Traverse through layers of array using pointer to layer of array

Question

                         |--------|     
//                     / |4  4  4 |     
//                   |--------| 4 | 
//                 / |3  3  3 | 4 | 
//               |---------|3 |   |
//             / | 2  2  2 |3 | /
//            |---------|2 |__|
//            | 1  1  1 |2 | /
//            | 1  1  1 |__| 
//            | 1  1  1 | /
//            |_________|
double arr[4][3][3] = {{1,1,1,1,1,1,1,1,1},{2,2,2,2,2,2,2,2,2},{3,3,3,3,3,3,3,3,3},{4,4,4,4,4,4,4,4,4}};

I consider that this array consists of 4 layers.

I want to create pointer to layer of array and traverse through layers of that array using pointer.

I try :

double (*pp1)[sizeof(arr[0]) / sizeof(ar[0][0][0])]; 
pp1 = arr[0]; 

and get error from intelIsense: value of type (double (*)(3) can`t be assigned to double(*)(9)

Answer 1

So if you do:

int i;
double arr[4][3][3] = {{1,1,1,1,1,1,1,1,1},{2,2,2,2,2,2,2,2,2},
                       {3,3,3,3,3,3,3,3,3},{4,4,4,4,4,4,4,4,4}};

double (*pp3)[3][3];    
pp3 = arr;    
for (i = 0; i <= 3; i++)    
{   printf("pp3 + %d is %f \n", i, ***(pp3 + i));
}   

Then you get the desired behavior.
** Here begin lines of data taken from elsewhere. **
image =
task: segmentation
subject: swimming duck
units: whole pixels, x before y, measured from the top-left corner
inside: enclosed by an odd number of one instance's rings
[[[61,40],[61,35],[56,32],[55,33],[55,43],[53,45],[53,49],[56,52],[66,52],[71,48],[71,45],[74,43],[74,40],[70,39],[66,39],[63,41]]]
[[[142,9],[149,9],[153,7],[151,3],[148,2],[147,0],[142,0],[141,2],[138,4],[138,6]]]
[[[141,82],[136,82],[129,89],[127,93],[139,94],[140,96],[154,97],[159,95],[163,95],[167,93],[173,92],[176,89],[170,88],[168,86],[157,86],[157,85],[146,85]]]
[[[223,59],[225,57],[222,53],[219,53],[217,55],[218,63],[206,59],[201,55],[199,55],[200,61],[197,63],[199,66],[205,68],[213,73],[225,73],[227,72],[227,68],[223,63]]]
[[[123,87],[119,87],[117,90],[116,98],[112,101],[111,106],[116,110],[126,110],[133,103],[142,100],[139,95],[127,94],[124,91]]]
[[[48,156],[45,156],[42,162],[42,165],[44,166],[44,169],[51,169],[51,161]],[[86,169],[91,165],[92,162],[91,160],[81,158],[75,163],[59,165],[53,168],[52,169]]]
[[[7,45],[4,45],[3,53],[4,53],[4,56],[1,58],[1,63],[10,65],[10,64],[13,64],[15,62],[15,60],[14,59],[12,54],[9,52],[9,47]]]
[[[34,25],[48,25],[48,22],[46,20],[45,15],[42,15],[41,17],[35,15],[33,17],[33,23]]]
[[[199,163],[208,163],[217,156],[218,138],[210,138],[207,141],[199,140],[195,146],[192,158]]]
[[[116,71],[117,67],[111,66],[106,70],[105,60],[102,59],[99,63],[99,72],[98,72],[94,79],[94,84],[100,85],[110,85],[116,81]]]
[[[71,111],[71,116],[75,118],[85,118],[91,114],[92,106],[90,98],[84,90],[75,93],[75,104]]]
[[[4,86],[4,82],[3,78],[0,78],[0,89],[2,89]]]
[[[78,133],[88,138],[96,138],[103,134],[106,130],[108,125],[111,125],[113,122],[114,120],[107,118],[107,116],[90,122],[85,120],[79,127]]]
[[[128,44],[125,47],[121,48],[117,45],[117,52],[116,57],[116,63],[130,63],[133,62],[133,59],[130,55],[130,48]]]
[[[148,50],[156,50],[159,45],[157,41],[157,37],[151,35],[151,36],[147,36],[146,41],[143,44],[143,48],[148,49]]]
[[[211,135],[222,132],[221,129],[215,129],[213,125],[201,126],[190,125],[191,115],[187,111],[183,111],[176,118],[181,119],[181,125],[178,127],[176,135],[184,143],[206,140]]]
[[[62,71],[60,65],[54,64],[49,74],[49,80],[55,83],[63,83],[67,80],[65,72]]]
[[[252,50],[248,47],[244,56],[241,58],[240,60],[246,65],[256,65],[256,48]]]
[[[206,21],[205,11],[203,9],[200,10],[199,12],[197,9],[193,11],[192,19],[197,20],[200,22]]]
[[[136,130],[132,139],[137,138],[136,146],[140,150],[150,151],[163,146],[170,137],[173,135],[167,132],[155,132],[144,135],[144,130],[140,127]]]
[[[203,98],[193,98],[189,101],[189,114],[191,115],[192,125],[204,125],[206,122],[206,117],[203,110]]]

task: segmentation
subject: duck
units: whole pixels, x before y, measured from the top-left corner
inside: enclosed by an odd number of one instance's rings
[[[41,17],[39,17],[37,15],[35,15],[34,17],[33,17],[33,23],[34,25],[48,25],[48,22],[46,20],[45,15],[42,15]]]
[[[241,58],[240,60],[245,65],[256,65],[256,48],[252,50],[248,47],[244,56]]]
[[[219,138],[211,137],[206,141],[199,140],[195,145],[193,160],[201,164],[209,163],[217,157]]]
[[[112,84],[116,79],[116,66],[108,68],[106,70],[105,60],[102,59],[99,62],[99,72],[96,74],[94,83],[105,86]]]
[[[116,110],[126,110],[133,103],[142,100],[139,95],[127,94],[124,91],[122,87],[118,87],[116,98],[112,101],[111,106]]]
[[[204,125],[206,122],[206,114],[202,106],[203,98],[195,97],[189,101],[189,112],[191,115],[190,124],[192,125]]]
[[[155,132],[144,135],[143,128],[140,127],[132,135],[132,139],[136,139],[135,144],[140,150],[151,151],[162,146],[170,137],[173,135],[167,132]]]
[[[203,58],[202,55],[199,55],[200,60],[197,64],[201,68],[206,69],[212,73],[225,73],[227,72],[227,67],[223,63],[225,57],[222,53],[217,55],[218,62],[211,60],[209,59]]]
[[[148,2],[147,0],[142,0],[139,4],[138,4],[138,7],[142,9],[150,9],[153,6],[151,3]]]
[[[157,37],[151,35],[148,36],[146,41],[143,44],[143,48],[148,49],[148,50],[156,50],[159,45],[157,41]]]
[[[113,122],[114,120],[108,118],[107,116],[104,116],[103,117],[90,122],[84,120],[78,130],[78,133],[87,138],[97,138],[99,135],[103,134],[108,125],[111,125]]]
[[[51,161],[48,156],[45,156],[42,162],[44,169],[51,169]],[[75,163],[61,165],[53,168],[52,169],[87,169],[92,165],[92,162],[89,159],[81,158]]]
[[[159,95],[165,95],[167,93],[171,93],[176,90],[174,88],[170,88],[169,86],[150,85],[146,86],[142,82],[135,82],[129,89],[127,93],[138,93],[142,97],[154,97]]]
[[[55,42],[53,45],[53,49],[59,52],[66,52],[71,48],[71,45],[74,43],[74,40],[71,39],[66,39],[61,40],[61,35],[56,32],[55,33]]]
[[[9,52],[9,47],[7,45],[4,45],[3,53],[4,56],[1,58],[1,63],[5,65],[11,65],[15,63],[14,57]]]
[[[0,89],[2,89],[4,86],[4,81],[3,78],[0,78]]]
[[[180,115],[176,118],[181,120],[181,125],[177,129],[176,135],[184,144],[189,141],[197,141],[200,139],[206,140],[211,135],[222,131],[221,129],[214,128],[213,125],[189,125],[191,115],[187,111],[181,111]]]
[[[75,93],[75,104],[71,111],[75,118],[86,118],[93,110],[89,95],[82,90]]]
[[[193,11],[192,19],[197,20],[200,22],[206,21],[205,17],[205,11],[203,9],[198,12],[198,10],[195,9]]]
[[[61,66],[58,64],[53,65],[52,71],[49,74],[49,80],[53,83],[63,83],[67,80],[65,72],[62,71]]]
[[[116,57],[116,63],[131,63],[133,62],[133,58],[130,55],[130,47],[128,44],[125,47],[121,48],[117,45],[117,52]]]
The problem with your code is that, just as the compiler is telling you, you are trying to assign a pointer to an array of 9 double (double (*pp1)[sizeof(arr[0] / sizeof(arr[0][0][0])] evaluates to double (*pp1)[9] ), but you need a pointer to an array of 3 of array of 3, which is what you declared with double arr[4][3][3]. From my tests, gcc will accept the double (*pp1)[9] with a compiler warning, which is what I tried to get at in my comment below. Hope that clears things up.

If you want to keep this general, then what you really want is double (*pp3)[sizeof(arr[0]) / sizeof(arr[0][0])][sizeof(arr[0][0]) / sizeof(arr[0][0][0])], which is a bloody nightmare.

EDIT: Forgot a dereference... Should've copy/pasted haha. Also added explanation about the question's code behavior. Fixed as per comments.